The big FX movers during our time zone were the NZD and JPY. The kiwi underwent something of a stealth rally through the APAC session on no real news (save that risk sentiment ended last Friday in fine fettle). The yen gained ground steadily following a speech by BoJ Governor Kuroda at a Kyodo news event. Kuroda defended the use of negative interest rates if the broader economic benefits to society were seen to outweigh the costs (in terms of damage to the profitability of the financial sector). He also repeated what he said at Jackson Hole, namely that the BoJ has ample scope to ease further in ‘all three dimensions’. Yet the speech is being interpreted as meaning that the BoJ has become increasingly uneasy over the use of negative rates and probably won’t do much or indeed anything when it convenes later this month (21 September).
There’s a lot on the economic and events calendar today and where the most market sensitive release should be the US non-manufacturing ISM. Following the unexpected fall to 49.4 from 52.6, the service sector version is also expected to have fallen but by a much smaller amount and from much better levels (55.0 from 55.5).

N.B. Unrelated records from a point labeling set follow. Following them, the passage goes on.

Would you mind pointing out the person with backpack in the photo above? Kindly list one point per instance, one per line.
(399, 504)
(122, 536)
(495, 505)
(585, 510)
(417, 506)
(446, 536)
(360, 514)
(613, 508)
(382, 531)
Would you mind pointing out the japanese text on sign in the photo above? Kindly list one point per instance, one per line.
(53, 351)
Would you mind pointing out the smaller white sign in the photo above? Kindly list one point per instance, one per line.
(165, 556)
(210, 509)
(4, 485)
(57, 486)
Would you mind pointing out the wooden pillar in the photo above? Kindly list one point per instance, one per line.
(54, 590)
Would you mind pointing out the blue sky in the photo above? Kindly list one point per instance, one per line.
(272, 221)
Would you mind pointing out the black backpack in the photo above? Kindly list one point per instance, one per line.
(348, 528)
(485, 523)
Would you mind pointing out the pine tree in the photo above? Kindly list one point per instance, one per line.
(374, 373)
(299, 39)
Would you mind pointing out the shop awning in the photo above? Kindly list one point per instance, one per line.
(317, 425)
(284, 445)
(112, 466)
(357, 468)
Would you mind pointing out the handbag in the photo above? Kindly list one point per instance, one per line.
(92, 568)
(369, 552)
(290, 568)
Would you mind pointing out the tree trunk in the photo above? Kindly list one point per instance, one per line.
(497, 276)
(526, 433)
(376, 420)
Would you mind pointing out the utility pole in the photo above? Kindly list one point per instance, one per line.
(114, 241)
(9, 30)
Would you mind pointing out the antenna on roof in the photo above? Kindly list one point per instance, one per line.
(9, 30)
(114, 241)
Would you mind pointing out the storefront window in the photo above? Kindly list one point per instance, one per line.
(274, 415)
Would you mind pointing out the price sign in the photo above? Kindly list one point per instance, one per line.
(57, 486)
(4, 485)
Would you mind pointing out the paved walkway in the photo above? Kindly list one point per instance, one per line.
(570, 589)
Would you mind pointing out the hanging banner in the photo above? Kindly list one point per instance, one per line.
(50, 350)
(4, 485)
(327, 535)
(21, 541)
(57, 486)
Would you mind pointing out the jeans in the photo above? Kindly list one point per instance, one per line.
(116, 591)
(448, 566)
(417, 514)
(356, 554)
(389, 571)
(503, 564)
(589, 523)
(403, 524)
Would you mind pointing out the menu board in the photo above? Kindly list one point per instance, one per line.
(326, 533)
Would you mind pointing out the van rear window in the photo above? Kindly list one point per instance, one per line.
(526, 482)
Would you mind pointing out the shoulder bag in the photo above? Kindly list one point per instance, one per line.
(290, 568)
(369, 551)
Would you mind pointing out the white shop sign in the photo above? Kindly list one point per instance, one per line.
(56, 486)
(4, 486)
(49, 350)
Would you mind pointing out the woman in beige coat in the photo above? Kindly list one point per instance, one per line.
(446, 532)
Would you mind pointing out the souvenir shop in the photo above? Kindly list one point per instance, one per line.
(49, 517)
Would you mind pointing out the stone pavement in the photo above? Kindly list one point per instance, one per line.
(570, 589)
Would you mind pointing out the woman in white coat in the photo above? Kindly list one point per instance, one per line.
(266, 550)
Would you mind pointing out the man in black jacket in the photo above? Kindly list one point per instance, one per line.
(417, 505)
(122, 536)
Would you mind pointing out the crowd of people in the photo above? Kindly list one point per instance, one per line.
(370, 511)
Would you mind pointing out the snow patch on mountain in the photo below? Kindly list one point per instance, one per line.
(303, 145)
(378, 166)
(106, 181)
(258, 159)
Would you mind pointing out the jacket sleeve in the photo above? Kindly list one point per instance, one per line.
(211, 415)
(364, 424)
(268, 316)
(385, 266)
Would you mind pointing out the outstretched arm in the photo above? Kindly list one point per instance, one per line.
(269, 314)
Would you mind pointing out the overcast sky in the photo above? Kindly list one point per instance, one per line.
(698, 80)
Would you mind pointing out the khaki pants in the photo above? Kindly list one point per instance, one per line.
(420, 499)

Also due tonight is the Fed’s Labor Market Conditions Index (derived from 19 separate labour market indicators) and reported as just a monthly change (up meaning tighter, down meaning easier). It was up by 1% in July. There is no survey median for this.
Locally it’s RBA day of course, but with money markets ascribing just a 3% chance to another rate cut – the RBA having cut just last month – and it being Glenn Stevens’ last meeting, interest is running pretty low. Whether or not the post-meeting statement reveals any sort of ‘easing bias’ will probably be the main point of market interest. If it doesn’t, the AUD will probably trade firmer out of the 2:30pm AEST announcement.
Data wise, it’s the Q2 Balance of Payments and the estimated contribution to GDP from net exports. This is expected by NAB and the market consensus to be flat, after the out-sized 1.1% positive contribution to Q1 growth. As for the bank of payments itself, this is expected to record a deficit in the order of A$20bn.
On global stock markets, the S&P 500 was +0.00%. Bond markets saw US 10-years +0.00bp to 1.60%. In commodities, Brent crude oil +1.71% to $47.63, gold+0.3% to $1,327, iron ore -0.3% to $59.24. AUD is at 0.7585 and the range since yesterday 5pm Sydney time is 0.7576 to 0.7604.